MANDATORY SPAY AND NEUTER LAWS
- What they do: Mandatory spay and neuter laws are often passed with good intentions, but are misguided and have harmful consequences. These punitive laws ignore the lack of free or low-cost spay and neuter options available in most communities. They also don’t address community cat populations, because these cats are not owned. Less than 3 percent of stray and community cat populations are neutered as compared to 82 percent of pet cats.1,2 Laws need to create incentives so these services are available to the people and animals who need them most.
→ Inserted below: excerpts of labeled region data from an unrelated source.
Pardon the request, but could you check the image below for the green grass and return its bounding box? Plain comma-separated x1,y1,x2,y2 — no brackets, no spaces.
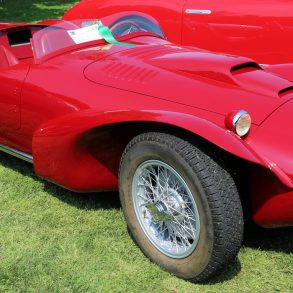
0,0,78,22
0,0,293,293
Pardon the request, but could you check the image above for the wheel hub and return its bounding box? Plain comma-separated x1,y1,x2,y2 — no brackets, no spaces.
132,160,200,258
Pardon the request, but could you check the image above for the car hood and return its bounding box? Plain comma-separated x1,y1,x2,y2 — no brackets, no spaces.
84,44,293,124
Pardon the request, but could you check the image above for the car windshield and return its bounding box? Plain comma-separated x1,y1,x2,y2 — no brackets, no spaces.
32,20,108,61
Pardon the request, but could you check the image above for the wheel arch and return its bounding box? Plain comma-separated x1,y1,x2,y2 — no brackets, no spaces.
33,110,259,191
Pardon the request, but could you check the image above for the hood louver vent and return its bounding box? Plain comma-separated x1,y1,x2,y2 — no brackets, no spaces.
230,62,262,74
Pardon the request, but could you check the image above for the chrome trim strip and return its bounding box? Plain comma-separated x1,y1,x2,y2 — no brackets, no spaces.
185,9,212,14
0,144,34,164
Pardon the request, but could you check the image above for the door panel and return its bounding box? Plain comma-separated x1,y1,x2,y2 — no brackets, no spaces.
0,64,29,132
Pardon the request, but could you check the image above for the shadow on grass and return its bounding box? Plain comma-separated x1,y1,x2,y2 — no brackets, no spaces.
0,153,293,284
0,0,77,22
0,152,121,210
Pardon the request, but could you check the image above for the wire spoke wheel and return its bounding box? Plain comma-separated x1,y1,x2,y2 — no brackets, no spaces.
132,160,200,258
119,132,243,282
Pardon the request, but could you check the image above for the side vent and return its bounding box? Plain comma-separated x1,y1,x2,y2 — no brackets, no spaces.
279,86,293,98
230,62,262,75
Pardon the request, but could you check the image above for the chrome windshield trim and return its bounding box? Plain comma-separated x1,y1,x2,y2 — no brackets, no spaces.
0,144,34,164
185,9,212,14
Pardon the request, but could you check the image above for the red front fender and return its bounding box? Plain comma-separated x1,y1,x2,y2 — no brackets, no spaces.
33,110,261,191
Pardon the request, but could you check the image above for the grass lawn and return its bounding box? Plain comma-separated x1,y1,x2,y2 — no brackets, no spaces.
0,0,293,293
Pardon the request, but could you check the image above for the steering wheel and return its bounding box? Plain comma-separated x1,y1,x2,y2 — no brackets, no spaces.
110,15,165,38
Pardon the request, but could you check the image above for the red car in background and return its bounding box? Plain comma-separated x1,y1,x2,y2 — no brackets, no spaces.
64,0,293,64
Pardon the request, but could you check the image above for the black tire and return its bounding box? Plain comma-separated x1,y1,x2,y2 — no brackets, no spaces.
109,15,165,38
119,132,243,282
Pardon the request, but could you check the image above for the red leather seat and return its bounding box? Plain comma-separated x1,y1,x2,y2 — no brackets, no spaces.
0,45,19,68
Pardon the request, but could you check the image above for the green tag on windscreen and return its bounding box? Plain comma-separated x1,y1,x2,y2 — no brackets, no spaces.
98,25,135,47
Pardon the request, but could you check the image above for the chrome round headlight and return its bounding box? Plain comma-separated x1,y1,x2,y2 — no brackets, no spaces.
225,110,251,137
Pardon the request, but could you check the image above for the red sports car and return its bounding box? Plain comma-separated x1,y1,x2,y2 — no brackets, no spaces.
0,14,293,281
64,0,293,64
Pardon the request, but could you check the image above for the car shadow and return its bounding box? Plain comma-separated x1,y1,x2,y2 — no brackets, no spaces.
0,153,293,284
0,153,121,210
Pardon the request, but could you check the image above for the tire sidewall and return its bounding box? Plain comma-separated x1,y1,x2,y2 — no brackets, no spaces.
119,141,214,279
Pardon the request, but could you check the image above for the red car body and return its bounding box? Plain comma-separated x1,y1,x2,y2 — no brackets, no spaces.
0,12,293,282
63,0,293,64
0,17,293,227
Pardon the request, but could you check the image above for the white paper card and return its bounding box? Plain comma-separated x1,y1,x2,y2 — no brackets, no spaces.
68,24,103,44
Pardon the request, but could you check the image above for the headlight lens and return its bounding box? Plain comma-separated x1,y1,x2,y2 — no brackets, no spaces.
225,110,251,137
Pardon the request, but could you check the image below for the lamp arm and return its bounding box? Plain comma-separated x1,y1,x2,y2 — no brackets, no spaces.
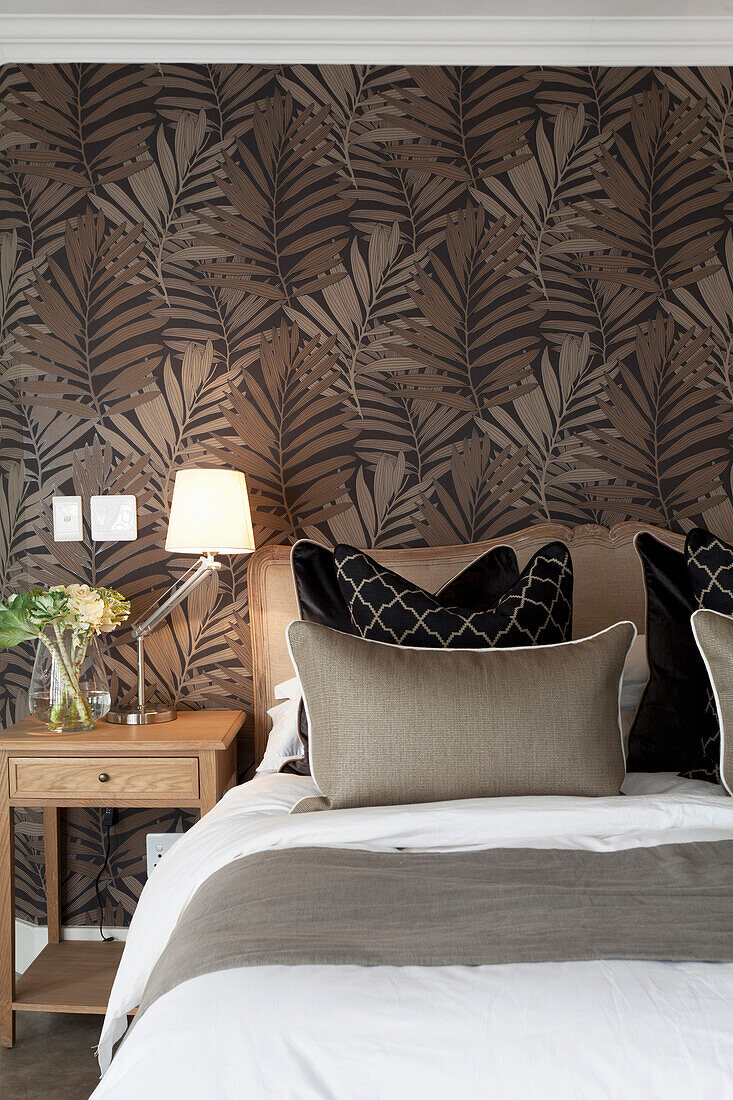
132,553,221,639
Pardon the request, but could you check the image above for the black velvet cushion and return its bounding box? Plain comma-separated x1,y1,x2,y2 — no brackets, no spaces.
626,532,716,781
281,539,519,776
333,542,572,649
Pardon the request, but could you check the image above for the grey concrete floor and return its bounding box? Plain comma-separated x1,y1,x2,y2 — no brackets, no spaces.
0,1012,102,1100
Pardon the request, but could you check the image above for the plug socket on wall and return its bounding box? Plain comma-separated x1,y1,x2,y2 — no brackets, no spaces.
145,833,183,878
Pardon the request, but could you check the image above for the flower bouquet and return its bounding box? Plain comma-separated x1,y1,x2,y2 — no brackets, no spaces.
0,584,130,733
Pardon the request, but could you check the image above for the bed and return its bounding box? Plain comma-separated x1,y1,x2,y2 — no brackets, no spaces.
95,524,733,1100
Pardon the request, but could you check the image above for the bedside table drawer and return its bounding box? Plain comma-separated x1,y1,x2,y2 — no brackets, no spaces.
8,757,198,804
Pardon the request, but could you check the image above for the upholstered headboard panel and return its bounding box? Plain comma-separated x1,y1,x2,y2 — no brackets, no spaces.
249,524,685,761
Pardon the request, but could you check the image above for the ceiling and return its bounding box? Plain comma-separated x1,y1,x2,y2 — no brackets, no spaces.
0,0,733,65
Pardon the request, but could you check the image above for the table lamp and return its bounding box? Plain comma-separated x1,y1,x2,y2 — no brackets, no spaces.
107,470,254,726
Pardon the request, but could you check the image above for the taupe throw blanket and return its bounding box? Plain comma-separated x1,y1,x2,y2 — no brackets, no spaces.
138,840,733,1019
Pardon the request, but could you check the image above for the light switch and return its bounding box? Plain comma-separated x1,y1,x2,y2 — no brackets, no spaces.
91,496,138,542
52,496,84,542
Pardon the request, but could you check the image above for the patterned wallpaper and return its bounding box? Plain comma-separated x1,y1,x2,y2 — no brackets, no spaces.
0,65,733,923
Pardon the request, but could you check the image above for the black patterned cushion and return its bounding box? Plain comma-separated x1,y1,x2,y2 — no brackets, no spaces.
333,542,572,649
685,527,733,783
281,539,519,776
685,527,733,615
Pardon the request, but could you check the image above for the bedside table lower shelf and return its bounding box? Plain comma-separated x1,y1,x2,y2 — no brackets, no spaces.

- Learn more about why mandatory spay and neuter is unnecessary: alleycat.org/SpayNeuterLaws.
- What they do: Abandonment laws are anti-cruelty laws that prohibit individuals from dumping animals who are ill-suited to care for themselves outdoors, like socialized pets who have always lived inside with people. Unfortunately, some jurisdictions have falsely interpreted the “Return” in Trap-Neuter-Return as abandonment. Returning cats to their outdoor homes during the TNR process is not abandonment. Community cats are well-adapted to life outside and would only be returning to where they were successfully living—with the added protection of spay or neuter and vaccinations.